A l'aube des vacances d'été, la cheffe de la sécurité internet de la plateforme néerlandaise de réservation d'hôtels Booking recommande de se méfier des escroqueries réalisées à l'aide d'intelligences artificielles (IA) surpuissantes. Marnie Wilking, responsable de la sécurité de l'information chez Booking, estime que l'IA générative a provoqué une explosion des escroqueries via le «phishing» («hameçonnage» en anglais) et que le secteur de l'hôtellerie et de la restauration, longtemps épargné, est également devenu une cible.
«Depuis un an et demi, toutes industries confondues, on constate une augmentation de 500 à 900% des attaques, notamment de "phishing", dans le monde entier», indique Mme Wilking à l'AFP en marge de la conférence technologique Collision à Toronto. Le «phishing» consiste en un vol d'identité ou d'informations confidentielles (codes d'accès, coordonnées bancaires...) par subterfuge, via un lien contenu dans un courrier électronique.

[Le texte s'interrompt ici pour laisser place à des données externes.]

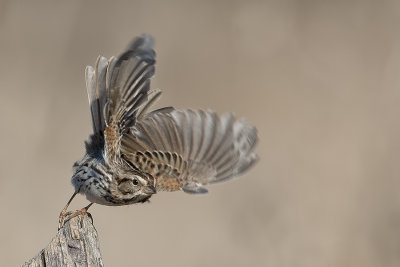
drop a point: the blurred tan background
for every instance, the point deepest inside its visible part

Un système d'authentification est simulé par un utilisateur malveillant, usurpant l'identité d'organismes officiels, comme les banques, les plateformes de livraison ou les autorités douanières. L'objectif est de convaincre la victime de visiter le site frauduleux — qui ressemble au site authentique — pour qu'elle y rentre des informations confidentielles.
Influence de ChatGPT
Les sites web de voyage peuvent constituer une mine d'or pour les escrocs qui pratiquent le hameçonnage, car les voyageurs doivent souvent communiquer les détails de leur carte de crédit ou télécharger une pièce d'identité. Si le hameçonnage existait déjà à travers la messagerie électronique, cette experte relève que «l'augmentation a commencé peu après le lancement de ChatGPT», fin 2022, qui génère des contenus sur simple requête en langage courant.
Les pirates informatiques «utilisent sans aucun doute l'intelligence artificielle pour lancer des attaques qui imitent les courriels bien mieux que tout ce qu'ils ont fait jusqu'à présent», estime Mme Wilking. Grâce aux outils d'IA générative, les escrocs peuvent désormais travailler dans plusieurs langues et avec une meilleure grammaire qu'auparavant, selon Mme Wilking. Pour rendre service à un soi-disant client, un hôtelier «ouvrira probablement la pièce jointe», qui est en réalité un logiciel malveillant, qui «profite de la nature serviable» du secteur.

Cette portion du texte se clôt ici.